Reputation: 11377
In a Python script I make a call to a SOAP service which returns an XML reply where the elements have a namespace prefix, let's say
<ns0:foo xmlns:ns0="SOME-URI">
<ns0:bar>abc</ns0:bar>
</ns0:foo>
I can extract the content of ns0:bar with the method call
doc.getElementsByTagName('ns0:bar')
However, the name ns0 is only a local variable so to speak (it's not mentioned in the schema) and might as well have been named flubber or you_should_not_care. What is the proper way to extract the content of a namespaced element without relying on it having a specific name? In my case the prefix was indeed changed in the SOAP service which resulted in a parse failure.
Upvotes: 1
Views: 46
Reputation: 3581
If you have a soap response, you can search with a wildcard for namespace {*}tagname
:
import lxml.etree as et
xml_= """<SOAP-ENV:Envelope xmlns:SOAP-ENV="http://schemas.xmlsoap.org/soap/envelope/" xmlns:xsd="http://www.w3.org/2001/XMLSchema" xmlns:xsi="http://www.w3.org/2001/XMLSchema-instance" xmlns:SOAP-ENC="http://schemas.xmlsoap.org/soap/encoding/" xmlns:tns="urn:wsNotes" SOAP-ENV:encodingStyle="http://schemas.xmlsoap.org/soap/encoding/">
<SOAP-ENV:Body>
<ns0:foo xmlns:ns0="SOME-URI">
<ns0:bar>abc</ns0:bar>
</ns0:foo>
</SOAP-ENV:Body>
</SOAP-ENV:Envelope>"""
root = et.fromstring(xml_)
# Get namespace
ns = root.nsmap
#Search with namespace and wildcard *
bar = root.find(".//{*}bar", ns).text
# Alternativ, because ns0 isn’t in ns
# bar = root.find(".//{*}bar").text
print(bar)
Output:
abc
Upvotes: 0
Reputation: 12822
Namespace support is needed if searching by element name
doc.getElementsByTagNameNS('SOME-URI','bar')

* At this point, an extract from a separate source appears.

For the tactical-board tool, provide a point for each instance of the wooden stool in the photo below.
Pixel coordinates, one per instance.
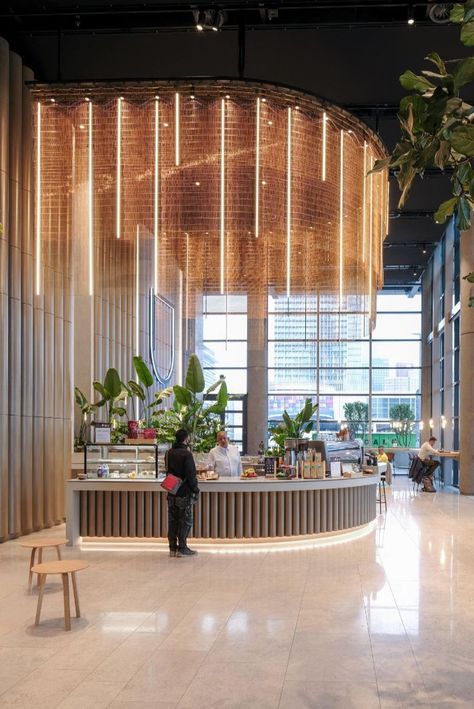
(41, 543)
(64, 567)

If using a package with namespace support like lxml
tree.findall('{http://schemas.xmlsoap.org/soap/envelope/}Body')
or by local name
tree.xpath('//*[local-name()="bar"]'
lxml example
from lxml import etree
tree = etree.parse("/home/lmc/tmp/soap.xml")
tree.xpath('//*[local-name()="Company"]')
Result
[<Element {http://example.com}Company at 0x7f0959fb3fc0>]
Upvotes: 2